Insert 12 is then slidably inserted into cover 16, with conductive fluid 80 within reservoir 26, with opening 82 facing conductive portions 44 and 46 of electronic assembly 14. Leads 90 and 92 also extend through recesses 32 and 34 of electronic assembly 14. In some embodiments, insert 12 is inserted into cover 16 until opening 82 is located in contact with and/or in close proximity to electronica assembly 14, thereby forming a capillary gap 96 at the interface of surface 62 and a surface of electronic assembly 14 (e.g., area 48 (
Thus, embodiments of the present disclosure provide an impact switch that functions as a shock fuse such that, in response to receipt of a particular level and/or magnitude of a shock/acceleration event, conductive fluid closes the switch/fuse to enable an electronic signal to be generated/detected evidencing the receipt of the shock/acceleration event. Embodiments of the present disclosure may be permanently attached/secured to external electronic circuitry (such as mounted to a printed circuit board) or configured as a replaceable device such that the entire impact switch 10 may be replaced once activated.
The terminology used herein is for the purpose of describing particular embodiments only and is not intended to be limiting of the disclosure. As used herein, the singular forms “a”, “an” and “the” are intended to include the plural forms as well, unless the context clearly indicates otherwise. It will be further understood that the terms “comprises” and/or “comprising,” when used in this specification, specify the presence of stated features, integers, steps, operations, elements, and/or components, but do not preclude the presence or addition of one or more other features, integers, steps, operations, elements, components, and/or groups thereof.
The corresponding structures, materials, acts, and equivalents of all means or step plus function elements in the claims below are intended to include any structure, material, or act for performing the function in combination with other claimed elements as specifically claimed. The description of the present disclosure has been presented for purposes of illustration and description, but is not intended to be exhaustive or limited to the disclosure in the form disclosed. Many modifications and variations will be apparent to those of ordinary skill in the art without departing from the scope and spirit of the disclosure. The embodiment was chosen and described in order to best explain the principles of the disclosure and the practical application, and to enable others of ordinary skill in the art to understand the disclosure for various embodiments with various modifications as are suited to the particular use contemplated.
Claims
1. An impact switch, comprising:
- a first member having a reservoir for holding a conductive fluid; and
- a second member coupled to the first member over an opening of the reservoir, the second member having a split etch pad forming first and second disconnected conductive portions; and
- wherein, responsive to receiving a predetermined level of impact, at least a portion of the conductive exits the reservoir and conductively connects the first conductive portion with the second conductive portion.

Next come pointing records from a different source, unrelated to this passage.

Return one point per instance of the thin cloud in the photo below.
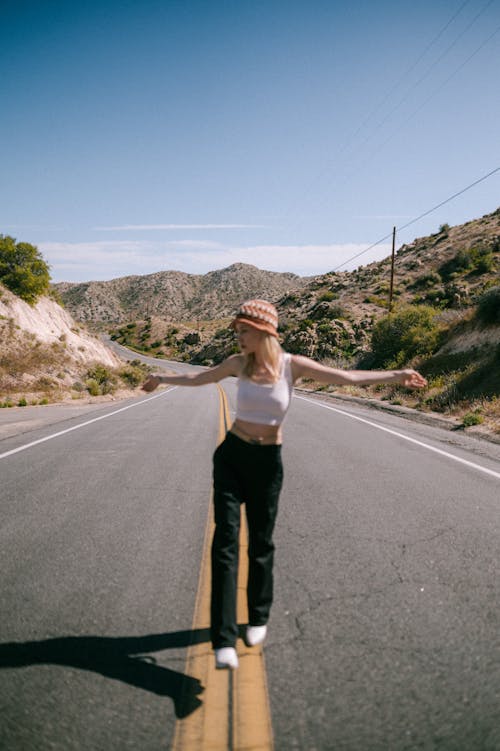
(111, 259)
(148, 227)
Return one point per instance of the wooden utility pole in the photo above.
(391, 289)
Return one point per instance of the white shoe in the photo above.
(226, 657)
(255, 635)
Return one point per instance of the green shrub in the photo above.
(23, 269)
(488, 307)
(327, 296)
(472, 418)
(462, 261)
(426, 281)
(92, 387)
(404, 334)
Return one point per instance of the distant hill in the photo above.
(173, 295)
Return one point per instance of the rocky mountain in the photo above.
(173, 295)
(46, 356)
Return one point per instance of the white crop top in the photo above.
(266, 403)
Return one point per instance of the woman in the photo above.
(247, 464)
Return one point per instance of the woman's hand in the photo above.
(411, 379)
(151, 383)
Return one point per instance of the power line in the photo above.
(387, 96)
(421, 216)
(377, 149)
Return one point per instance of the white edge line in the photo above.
(405, 437)
(83, 424)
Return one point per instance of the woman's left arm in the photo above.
(304, 367)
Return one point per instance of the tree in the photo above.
(23, 269)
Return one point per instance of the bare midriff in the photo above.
(252, 432)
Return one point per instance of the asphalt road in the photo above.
(385, 632)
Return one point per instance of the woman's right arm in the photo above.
(229, 367)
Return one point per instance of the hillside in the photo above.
(172, 295)
(46, 356)
(332, 318)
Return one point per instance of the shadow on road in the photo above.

2. The impact switch of claim 1, wherein a size of the reservoir and a viscosity of the conductive fluid are selected to obtain a desired activation sensitivity for the predetermined level of impact.
3. The impact switch of claim 1, wherein the opening of the reservoir proximate to the second member comprises an angled surface to enable the conductive fluid to migrate by capillary action about a periphery of the opening to conductively connect the first conductive portion with the second conductive portion.

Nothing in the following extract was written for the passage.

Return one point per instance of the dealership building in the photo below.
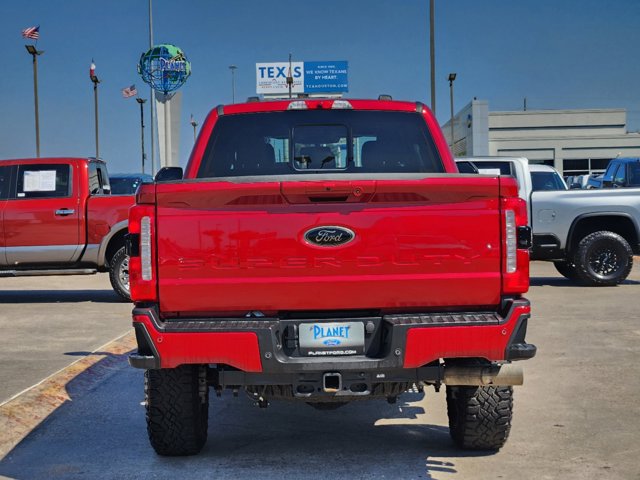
(573, 141)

4. The impact switch of claim 1, wherein the conductive fluid comprises a combination of water and calcium chloride.
5. The impact switch of claim 1, wherein each of the first and second conductive portions comprise connection points for electrically connecting the first and second conductive portions to an external device.
6. The impact switch of claim 1, wherein the first and second members are insertable into a cover.

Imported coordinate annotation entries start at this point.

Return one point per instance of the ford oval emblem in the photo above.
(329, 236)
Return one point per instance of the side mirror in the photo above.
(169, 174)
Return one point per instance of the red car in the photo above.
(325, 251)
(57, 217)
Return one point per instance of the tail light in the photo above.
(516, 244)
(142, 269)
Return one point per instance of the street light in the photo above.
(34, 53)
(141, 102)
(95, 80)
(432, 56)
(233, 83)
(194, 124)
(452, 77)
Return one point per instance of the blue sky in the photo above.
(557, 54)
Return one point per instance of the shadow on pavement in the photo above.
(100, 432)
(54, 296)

7. The impact switch of claim 6, further comprising a first lead coupled to the first conductive portion and a second lead coupled to the second conductive portion, the first and second leads extending out of the cover.
8. An impact switch, comprising:
- a first member having a reservoir for holding a conductive fluid; and
- a second member having a first conductive trace disconnected from a second conductive trace, the second member coupled to the first member; and
- wherein, responsive to receiving a predetermined level of impact, at least a portion of the conductive fluid migrates around a periphery of an opening of the reservoir to conductively connect the first conductive trace with the second conductive trace.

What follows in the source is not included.